Quibi CEO Meg Whitman speaks during a Quibi opening speech at the 2020 CES in Las Vegas, Nevada, on January 8, 2020.

Steve Marcus | Reuters

DETROIT – General Motors is adding former Hewlett Packard executive Meg Whitman and National Basketball Association chief operating officer Mark Tatum to its board with immediate effect.

The elections come at a crucial time for the automaker, which plans to transition to a line of all-electric vehicles by 2035. This started last year with GM announcing plans to launch 30 new EVs globally by 2025 under a $ US investment. 27 billion in electric and autonomous vehicles during that period.

They bring the GM board to 13 members, 12 of whom are independent directors. GM CEO and President Mary Barra is the company’s only representative on the board.

“Our diverse Board of Directors is a competitive advantage for GM, as we work to deliver a better, safer and more sustainable world,” said Barra in a statement on Thursday. “Mark and Meg will bring unique experiences to the board, especially in technology, brand building and customer experience that will help us create value for GM shareholders and other stakeholders now and in the future.”

Whitman, 64, is well known in Silicon Valley and in technology circles. Recently, she was president of the short-lived streaming platform Quibi. She led HPE from 2015 to 2018, Hewlett-Packard Co. from 2011 to 2015 and eBay from 1998 to 2008. She is known for transforming eBay and dividing Hewlett-Packard into two companies.

“I have enormous respect for the commitments that Mary and her team are making and for the culture that they are building,” Whitman said in a statement. “GM’s growth strategy has all the elements of a startup, but with a much larger scale, millions of customers and a strong underlying business.

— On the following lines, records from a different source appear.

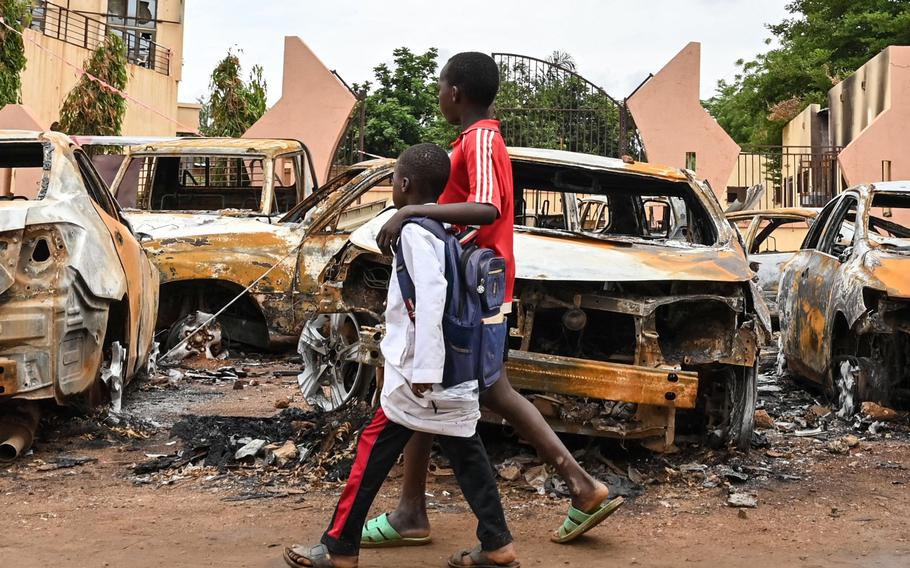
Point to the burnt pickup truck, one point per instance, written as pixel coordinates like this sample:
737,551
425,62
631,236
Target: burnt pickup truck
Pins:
636,313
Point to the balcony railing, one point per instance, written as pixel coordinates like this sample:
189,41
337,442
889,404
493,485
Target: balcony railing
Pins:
89,32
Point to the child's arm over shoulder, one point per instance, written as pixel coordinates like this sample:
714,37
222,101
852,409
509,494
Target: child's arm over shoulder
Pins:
484,200
419,250
453,213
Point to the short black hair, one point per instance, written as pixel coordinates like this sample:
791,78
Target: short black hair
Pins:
427,166
476,74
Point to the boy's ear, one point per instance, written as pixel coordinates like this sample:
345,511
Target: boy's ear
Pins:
456,94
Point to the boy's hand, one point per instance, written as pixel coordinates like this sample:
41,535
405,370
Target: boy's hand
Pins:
419,388
389,233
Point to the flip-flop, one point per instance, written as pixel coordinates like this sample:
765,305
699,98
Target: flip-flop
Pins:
318,556
578,522
479,559
379,533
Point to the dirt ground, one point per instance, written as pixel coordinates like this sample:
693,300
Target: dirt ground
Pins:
817,504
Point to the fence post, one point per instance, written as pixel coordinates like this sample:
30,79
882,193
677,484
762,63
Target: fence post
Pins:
623,129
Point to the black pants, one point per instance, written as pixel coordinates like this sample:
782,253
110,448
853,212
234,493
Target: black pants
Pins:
379,447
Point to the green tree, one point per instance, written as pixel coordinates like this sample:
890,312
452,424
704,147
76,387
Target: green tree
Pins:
233,105
402,106
12,52
822,43
94,109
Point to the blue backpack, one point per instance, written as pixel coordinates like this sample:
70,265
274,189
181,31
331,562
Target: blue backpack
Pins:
476,289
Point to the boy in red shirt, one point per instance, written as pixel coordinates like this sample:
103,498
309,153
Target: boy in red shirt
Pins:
480,192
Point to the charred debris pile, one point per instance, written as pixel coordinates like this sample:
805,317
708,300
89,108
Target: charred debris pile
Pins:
296,444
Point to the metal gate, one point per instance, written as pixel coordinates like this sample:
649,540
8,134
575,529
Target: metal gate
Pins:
793,176
542,104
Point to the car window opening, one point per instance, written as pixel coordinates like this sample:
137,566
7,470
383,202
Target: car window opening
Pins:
610,204
22,172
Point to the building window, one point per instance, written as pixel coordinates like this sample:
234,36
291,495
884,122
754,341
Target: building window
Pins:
134,21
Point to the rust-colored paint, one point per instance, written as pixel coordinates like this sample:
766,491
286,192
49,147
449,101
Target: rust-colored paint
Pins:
832,300
67,264
601,380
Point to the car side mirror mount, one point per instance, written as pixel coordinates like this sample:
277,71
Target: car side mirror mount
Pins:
845,256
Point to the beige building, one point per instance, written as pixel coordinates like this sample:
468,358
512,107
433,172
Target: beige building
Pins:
64,34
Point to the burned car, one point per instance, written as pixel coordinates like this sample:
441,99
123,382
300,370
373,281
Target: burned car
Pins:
208,211
77,292
845,298
772,237
239,177
635,311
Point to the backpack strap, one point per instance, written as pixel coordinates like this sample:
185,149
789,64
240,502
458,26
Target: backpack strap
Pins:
405,282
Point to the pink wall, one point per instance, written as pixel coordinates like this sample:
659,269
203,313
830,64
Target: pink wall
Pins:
886,137
314,106
672,122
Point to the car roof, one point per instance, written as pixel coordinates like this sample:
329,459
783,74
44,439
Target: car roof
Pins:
900,186
807,212
595,162
575,159
270,147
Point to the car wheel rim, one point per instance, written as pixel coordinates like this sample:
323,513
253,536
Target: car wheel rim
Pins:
330,346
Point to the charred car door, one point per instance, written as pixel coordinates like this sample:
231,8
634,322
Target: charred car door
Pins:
142,285
808,284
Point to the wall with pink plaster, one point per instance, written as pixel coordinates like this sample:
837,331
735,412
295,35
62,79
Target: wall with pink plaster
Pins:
314,107
886,136
672,122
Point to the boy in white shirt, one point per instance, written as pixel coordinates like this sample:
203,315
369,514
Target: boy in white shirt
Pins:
412,396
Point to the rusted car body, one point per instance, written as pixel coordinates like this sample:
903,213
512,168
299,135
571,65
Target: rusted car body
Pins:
845,298
75,286
207,209
615,327
208,212
772,237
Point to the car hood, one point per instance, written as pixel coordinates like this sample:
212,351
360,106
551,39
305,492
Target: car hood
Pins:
890,272
13,214
576,257
161,226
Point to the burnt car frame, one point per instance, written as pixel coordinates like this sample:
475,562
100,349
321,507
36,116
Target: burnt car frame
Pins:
772,237
76,288
208,256
614,328
845,298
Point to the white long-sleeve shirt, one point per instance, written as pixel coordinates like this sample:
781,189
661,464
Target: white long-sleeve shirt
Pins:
414,351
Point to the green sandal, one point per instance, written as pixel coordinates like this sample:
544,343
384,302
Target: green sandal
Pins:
578,522
379,533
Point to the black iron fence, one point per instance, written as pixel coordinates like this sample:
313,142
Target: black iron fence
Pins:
544,104
87,31
792,176
540,104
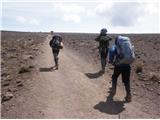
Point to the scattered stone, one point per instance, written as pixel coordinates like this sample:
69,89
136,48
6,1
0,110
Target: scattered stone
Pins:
154,76
143,85
20,85
7,96
18,81
147,83
5,84
26,57
134,93
12,89
151,89
23,70
4,74
35,49
136,84
31,66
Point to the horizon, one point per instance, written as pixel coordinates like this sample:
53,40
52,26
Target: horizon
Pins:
139,17
69,32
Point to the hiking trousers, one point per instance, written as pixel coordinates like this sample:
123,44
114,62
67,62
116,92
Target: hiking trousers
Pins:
103,55
55,55
125,71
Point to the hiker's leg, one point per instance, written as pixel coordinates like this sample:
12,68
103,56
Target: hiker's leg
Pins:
103,63
115,75
103,60
126,80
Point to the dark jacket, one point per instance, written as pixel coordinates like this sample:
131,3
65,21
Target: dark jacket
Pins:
114,57
103,43
52,40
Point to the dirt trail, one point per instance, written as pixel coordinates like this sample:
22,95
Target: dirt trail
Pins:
69,93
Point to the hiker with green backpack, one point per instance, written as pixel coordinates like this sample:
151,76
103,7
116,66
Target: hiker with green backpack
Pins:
103,40
121,55
56,44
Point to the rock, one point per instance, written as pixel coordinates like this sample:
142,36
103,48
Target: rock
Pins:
24,70
154,76
151,89
20,85
4,74
26,57
31,66
18,81
7,96
136,84
12,89
5,84
143,85
147,83
134,93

That makes this a very exciting time to be on the board.”

Tatum, 51, was appointed COO and deputy commissioner of the NBA in 2014. He is responsible for the NBA’s global business operations.

NBA Deputy Commissioner Mark Tatum.

Jesse D. Garrabrant | NBAE | Getty Images

“GM is changing a business model for more than 100 years and mobilizing thousands of people and billions of dollars to drive solutions that matter to the environment, communities, businesses and investors,” he said in a statement. Joining the board, he said “it is an honor and I look forward to working with the GM team and my fellow directors to make this happen”.

Whitman and Tatum join GM’s already diversified board in Barra. Of the 13 directors, seven are women, one is Hispanic, one is African American and one is Asian / African American. The automaker became the first major industrial corporation with a uniform gender division on its board, followed by a majority of female directors in 2019.

The board will run for election at the company’s annual shareholders’ meeting on June 14.